At the same time of Somerset’s meeting with Gerald, Syrie became pregnant. Because Syrie’s divorce was still not final, they went to Rome where Syrie gave birth to a daughter whom they christened Liza after the heroine of Maugham’s first successful novel. This also did not please Willie. He had hoped for a son.

Two years later, Willie married Syrie. He had been off on six-month-long jaunts with Gerald and by this time, he did not want to marry, but felt responsibility for Liza. But Willie bore Syrie a grudge until the end of his life. He felt it was her fault that he had to act honorably and marry. In return, Syrie truly was in love with Willie, “she loved him with a whole-hearted devotion that never died,” but the relationship became estranged with Gerald’s cruel comments about her also.

Syrie adored Liza and took her everywhere she traveled. Willie, was not so-good as a dad. In typical self-justification of himself, Willie wrote, “I have a notion that children are all the better for not being burdened with too much parental love.”

A profound bitterness prevented Maugham from realistically adjusting to the break-up of his marriage. His insecurity regarding his public image was overwhelming. He went so far as to pen an unkind portrait of Syrie, full of scandalous allegations. He made up many of his declarations and both his English publisher, Heinemann and his American publisher, Doubleday refused to publish his book.

For the most part, except for anger of Haxton, Syrie never returned Maugham’s vindictiveness. She took pride in his achievements, and never spoke badly of him.

The author, Beverly Nichols wrote his book, “A Case of Human Bondage”opposing and exposing  Maugham for “unjustifiably attacking” Syrie with this foreword quote, “This book is not an attack upon a dead man: rather it is the refutation of libel upon a dead woman.”

Examples of some famous Syrie Maugham Decorative Rooms:

White Satin Drapes with scarlet trim. Chairs, upholstered in flame-colored velvet.

The Pavillion: “Georgian pink” walls, upholstery in apple green & dull red.

White Dining Room: Palm Beach, Florida 1932

White Rococco Fireplace with Nymphenberg Horse Statuettes on Brackets

Syrie died in 1955 at the age of seventy-five. Liza took care of Syrie when she became bed-ridden. At her death, close friends launched a fund to purchase a sculpture for the Victoria and Albert Museum in Syrie’s name. They bought a marble bust of Catherine the Great, by the Russian sculptor, Shubin. It is said, the elegant bust “bears an uncanny resemblance to the lady” they were honoring. 
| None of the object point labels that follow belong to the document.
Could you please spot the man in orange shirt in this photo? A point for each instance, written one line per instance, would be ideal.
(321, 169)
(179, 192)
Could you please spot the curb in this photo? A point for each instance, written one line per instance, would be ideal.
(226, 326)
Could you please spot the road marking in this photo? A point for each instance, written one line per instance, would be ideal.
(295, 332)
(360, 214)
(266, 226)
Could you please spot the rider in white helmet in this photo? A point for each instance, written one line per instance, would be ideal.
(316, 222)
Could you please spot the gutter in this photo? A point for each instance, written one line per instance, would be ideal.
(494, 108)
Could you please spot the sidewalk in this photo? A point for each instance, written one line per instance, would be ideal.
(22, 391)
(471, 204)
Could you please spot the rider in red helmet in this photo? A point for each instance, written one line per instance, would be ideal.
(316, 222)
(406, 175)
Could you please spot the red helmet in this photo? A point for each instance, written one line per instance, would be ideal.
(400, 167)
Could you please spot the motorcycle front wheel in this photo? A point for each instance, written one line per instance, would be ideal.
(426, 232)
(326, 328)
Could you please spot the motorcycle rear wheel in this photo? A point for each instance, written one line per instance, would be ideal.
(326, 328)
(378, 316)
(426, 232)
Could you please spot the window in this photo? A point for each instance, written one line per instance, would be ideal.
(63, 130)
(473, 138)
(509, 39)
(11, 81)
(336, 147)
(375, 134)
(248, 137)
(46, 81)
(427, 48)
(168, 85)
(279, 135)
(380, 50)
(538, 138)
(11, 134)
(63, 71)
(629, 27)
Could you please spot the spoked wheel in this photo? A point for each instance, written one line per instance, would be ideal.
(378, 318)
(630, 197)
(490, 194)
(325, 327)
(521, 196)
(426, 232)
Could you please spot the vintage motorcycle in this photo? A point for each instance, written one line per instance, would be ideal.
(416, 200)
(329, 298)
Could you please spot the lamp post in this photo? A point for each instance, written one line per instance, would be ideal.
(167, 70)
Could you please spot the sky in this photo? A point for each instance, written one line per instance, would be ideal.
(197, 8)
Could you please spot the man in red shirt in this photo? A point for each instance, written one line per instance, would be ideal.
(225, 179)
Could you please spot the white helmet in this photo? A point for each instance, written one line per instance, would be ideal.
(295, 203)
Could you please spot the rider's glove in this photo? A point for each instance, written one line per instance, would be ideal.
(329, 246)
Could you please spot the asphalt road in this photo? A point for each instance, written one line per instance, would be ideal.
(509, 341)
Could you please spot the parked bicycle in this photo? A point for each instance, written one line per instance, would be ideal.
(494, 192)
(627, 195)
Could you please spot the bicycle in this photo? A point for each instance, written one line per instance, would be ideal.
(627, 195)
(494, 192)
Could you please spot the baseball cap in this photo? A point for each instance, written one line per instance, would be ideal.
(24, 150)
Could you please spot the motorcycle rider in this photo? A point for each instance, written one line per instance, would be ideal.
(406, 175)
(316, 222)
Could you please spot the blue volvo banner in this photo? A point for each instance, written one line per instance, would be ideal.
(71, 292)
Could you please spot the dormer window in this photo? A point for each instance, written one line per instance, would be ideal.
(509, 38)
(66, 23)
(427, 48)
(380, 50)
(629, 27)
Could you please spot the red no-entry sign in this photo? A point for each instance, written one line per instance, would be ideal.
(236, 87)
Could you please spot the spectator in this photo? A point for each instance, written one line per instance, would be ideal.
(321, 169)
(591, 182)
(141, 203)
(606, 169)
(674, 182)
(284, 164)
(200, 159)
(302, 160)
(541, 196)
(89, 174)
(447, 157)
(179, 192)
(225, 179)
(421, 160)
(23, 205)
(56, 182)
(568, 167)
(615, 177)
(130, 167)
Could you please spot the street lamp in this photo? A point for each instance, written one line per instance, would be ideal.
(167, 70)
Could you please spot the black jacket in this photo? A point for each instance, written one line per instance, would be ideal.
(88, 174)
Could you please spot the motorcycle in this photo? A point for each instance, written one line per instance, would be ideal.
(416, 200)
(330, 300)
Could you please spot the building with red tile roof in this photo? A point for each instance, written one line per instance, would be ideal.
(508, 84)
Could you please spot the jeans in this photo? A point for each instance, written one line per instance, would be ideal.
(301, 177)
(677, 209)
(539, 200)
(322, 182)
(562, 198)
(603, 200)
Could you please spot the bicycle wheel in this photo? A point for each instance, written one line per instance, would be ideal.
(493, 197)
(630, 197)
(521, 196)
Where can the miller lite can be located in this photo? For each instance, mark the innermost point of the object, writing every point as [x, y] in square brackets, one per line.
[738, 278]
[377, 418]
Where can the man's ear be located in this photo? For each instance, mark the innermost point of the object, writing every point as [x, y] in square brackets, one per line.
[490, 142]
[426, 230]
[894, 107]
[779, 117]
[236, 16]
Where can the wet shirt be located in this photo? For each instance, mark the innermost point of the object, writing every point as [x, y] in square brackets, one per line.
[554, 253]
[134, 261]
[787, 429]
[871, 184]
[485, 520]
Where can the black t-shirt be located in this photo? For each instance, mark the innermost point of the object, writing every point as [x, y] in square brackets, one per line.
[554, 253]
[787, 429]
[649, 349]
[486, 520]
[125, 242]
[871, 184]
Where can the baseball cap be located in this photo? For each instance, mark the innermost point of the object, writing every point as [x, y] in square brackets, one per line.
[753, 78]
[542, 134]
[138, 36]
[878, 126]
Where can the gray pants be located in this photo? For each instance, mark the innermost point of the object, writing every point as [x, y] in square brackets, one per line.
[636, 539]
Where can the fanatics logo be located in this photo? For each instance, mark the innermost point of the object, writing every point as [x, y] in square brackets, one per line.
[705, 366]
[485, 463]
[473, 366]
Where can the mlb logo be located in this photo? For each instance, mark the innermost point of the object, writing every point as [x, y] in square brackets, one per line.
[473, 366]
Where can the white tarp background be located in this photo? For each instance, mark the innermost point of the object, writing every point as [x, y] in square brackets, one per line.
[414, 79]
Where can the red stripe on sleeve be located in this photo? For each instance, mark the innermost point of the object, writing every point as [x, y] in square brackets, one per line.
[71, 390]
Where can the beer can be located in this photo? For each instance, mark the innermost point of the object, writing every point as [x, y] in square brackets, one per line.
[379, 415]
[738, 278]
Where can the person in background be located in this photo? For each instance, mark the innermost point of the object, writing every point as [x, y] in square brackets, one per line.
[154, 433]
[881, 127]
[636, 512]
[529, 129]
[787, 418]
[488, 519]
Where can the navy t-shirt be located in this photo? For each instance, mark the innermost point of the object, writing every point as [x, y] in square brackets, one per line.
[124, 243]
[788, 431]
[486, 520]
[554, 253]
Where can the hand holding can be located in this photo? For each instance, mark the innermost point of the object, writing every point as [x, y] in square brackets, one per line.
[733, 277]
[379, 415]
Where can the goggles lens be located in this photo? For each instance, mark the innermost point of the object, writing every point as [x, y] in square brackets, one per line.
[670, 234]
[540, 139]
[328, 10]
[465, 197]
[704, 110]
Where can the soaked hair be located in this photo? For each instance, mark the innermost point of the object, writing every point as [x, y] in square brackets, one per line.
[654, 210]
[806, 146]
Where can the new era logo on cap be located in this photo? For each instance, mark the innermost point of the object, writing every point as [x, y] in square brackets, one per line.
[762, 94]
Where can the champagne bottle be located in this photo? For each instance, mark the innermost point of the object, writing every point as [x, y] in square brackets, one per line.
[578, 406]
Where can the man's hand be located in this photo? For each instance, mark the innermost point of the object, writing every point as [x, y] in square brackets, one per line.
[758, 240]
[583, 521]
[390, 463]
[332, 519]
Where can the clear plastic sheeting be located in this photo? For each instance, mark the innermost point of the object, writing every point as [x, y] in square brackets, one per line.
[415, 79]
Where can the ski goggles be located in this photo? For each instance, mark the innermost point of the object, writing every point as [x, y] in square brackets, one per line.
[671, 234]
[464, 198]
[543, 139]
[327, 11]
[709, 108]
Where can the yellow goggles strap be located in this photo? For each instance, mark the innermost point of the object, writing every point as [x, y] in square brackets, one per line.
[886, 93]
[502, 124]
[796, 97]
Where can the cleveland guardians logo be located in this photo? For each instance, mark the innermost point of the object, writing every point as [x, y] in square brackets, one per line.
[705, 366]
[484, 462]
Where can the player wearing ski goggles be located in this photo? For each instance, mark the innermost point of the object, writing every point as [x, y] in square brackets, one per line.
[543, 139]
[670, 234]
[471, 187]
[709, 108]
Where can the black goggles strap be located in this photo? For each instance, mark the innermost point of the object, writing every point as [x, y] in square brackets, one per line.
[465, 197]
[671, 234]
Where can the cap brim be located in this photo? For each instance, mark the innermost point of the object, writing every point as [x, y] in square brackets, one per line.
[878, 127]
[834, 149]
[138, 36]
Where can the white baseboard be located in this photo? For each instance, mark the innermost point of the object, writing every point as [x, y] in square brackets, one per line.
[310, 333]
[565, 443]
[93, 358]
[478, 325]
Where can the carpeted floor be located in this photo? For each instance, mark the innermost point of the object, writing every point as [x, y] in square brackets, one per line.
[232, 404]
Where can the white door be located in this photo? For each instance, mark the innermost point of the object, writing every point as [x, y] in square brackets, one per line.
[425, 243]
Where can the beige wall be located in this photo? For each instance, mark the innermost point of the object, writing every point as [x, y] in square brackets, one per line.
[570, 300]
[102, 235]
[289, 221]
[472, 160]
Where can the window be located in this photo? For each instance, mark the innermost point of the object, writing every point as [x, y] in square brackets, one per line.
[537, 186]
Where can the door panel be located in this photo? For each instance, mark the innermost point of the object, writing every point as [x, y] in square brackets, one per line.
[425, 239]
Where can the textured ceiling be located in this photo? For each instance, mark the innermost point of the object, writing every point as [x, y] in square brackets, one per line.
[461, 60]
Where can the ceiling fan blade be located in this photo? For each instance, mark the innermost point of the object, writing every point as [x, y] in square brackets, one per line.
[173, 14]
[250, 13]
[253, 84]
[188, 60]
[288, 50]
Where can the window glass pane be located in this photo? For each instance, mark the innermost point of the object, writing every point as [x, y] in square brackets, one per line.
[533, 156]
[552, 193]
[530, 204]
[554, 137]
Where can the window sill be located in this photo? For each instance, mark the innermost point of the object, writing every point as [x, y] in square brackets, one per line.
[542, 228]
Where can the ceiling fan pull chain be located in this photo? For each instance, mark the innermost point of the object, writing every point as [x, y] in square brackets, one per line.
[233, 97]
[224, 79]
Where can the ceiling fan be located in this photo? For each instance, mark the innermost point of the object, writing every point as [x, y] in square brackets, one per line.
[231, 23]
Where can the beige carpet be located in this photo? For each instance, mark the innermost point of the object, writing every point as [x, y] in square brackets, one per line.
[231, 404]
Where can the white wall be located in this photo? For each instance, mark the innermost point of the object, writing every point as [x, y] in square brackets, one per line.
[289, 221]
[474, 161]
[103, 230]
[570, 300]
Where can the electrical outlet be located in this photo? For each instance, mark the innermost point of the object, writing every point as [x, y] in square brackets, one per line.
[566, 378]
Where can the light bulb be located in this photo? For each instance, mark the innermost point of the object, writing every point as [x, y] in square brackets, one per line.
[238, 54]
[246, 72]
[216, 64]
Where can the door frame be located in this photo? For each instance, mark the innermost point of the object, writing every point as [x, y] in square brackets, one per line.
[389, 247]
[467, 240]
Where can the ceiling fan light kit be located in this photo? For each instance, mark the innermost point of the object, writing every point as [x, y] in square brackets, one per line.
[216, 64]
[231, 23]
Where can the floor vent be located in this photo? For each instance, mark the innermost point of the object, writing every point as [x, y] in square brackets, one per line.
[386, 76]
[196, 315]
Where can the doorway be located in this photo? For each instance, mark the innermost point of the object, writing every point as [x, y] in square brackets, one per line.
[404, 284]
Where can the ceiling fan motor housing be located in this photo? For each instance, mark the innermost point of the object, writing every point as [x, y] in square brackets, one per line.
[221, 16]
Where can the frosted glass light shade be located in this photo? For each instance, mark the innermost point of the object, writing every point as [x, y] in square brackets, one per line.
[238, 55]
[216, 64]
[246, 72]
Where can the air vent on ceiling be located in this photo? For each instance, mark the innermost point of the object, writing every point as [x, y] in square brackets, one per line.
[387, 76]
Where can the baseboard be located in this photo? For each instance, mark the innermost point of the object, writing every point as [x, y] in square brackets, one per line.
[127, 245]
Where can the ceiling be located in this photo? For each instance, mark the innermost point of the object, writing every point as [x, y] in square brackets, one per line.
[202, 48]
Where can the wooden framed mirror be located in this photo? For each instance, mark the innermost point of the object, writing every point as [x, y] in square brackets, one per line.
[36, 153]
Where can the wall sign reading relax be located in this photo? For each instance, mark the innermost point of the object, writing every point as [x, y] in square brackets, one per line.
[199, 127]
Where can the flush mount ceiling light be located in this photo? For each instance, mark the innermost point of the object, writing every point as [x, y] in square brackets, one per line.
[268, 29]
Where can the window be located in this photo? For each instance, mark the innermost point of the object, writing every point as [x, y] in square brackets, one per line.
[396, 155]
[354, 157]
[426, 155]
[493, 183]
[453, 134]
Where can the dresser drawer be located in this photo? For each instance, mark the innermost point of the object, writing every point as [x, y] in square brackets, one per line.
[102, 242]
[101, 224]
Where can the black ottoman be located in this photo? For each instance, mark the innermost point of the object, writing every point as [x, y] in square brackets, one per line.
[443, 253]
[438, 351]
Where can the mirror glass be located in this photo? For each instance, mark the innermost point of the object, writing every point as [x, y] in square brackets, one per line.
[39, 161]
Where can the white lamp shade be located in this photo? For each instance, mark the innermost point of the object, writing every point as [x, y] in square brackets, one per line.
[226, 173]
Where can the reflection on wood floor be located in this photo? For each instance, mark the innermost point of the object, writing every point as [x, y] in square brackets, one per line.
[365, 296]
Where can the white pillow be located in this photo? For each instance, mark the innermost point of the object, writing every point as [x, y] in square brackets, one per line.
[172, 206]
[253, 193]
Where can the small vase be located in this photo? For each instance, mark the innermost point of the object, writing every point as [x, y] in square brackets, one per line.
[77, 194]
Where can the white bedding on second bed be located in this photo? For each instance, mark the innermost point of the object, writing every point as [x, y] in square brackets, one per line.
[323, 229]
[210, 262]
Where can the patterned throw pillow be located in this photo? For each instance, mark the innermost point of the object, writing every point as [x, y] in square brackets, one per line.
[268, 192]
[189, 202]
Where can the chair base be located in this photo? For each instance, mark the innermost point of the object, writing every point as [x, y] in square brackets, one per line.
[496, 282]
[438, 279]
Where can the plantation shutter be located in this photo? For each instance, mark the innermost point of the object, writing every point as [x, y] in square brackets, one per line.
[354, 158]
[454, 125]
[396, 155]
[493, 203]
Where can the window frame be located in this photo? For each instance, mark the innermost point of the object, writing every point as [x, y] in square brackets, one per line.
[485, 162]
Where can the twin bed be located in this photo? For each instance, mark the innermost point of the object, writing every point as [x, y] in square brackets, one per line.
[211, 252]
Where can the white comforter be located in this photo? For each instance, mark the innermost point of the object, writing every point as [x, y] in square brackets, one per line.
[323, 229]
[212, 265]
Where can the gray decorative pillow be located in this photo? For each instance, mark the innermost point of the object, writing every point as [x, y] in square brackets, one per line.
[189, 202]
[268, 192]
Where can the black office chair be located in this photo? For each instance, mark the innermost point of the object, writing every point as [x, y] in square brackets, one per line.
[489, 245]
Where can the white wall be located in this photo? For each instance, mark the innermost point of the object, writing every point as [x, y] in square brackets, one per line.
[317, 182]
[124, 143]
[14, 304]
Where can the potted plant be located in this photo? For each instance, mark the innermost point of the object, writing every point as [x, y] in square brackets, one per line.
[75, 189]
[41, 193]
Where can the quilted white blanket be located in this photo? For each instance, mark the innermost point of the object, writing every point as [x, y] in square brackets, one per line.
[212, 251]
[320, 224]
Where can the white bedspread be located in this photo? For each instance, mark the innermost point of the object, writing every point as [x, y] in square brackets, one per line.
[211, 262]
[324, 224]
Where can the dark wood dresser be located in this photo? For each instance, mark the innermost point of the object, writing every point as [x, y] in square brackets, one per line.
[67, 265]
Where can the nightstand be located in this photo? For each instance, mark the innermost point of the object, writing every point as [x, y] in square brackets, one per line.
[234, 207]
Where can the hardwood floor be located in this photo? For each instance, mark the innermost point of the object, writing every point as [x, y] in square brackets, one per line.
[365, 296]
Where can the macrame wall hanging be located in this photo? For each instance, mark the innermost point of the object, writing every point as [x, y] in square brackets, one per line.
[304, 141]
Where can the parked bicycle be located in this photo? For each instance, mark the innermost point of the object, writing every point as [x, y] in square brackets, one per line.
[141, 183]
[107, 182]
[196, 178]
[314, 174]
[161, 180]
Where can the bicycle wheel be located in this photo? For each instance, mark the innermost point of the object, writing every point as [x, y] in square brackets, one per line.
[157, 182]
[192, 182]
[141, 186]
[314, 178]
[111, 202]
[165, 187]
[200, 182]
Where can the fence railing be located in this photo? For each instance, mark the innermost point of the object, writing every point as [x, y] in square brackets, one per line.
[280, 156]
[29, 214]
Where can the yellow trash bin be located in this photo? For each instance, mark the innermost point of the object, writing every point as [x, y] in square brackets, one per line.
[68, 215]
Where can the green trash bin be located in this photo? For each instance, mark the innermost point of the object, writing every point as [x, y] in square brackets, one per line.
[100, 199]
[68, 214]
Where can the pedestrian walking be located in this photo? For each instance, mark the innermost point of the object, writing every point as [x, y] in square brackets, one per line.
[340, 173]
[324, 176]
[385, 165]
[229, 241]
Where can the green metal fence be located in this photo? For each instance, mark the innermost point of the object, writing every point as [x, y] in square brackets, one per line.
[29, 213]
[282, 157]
                                                                                                                                                                          Richard B. Fischer,*** closed his biography of Syrie by saying, “Untutored, autocratic and self-assertive though she was, Syrie Maugham brought a breath of freshness and beauty into her world.”    Ours also!



Sy’s Salient Points: One of Syrie’s romantic rooms was dominated by huge mirrors, strategically placed so the swans on the lake outside were constantly reflected in the mirrors inside. Her clients were the Prince of Wales and his future bride, Mrs. Wallis Warfield Simpson. 

*Sheila Yates lecture/slide presentation: Syrie Maugham ASID National Yearly conference——Baltimore, MD.

**In 1880, Wellcome established a pharmaceutical company, Burroughs Wellcome & Company, with his colleague Silas Mainville Burroughs. Burroughs and Wellcome introduced direct marketing to doctors, giving them free samples. In 1924, Wellcome consolidated all his commercial and non-commercial activities in one holding company, The Wellcome Foundation Ltd. The Wellcome Trust is now one of the world’s largest private biomedical charities.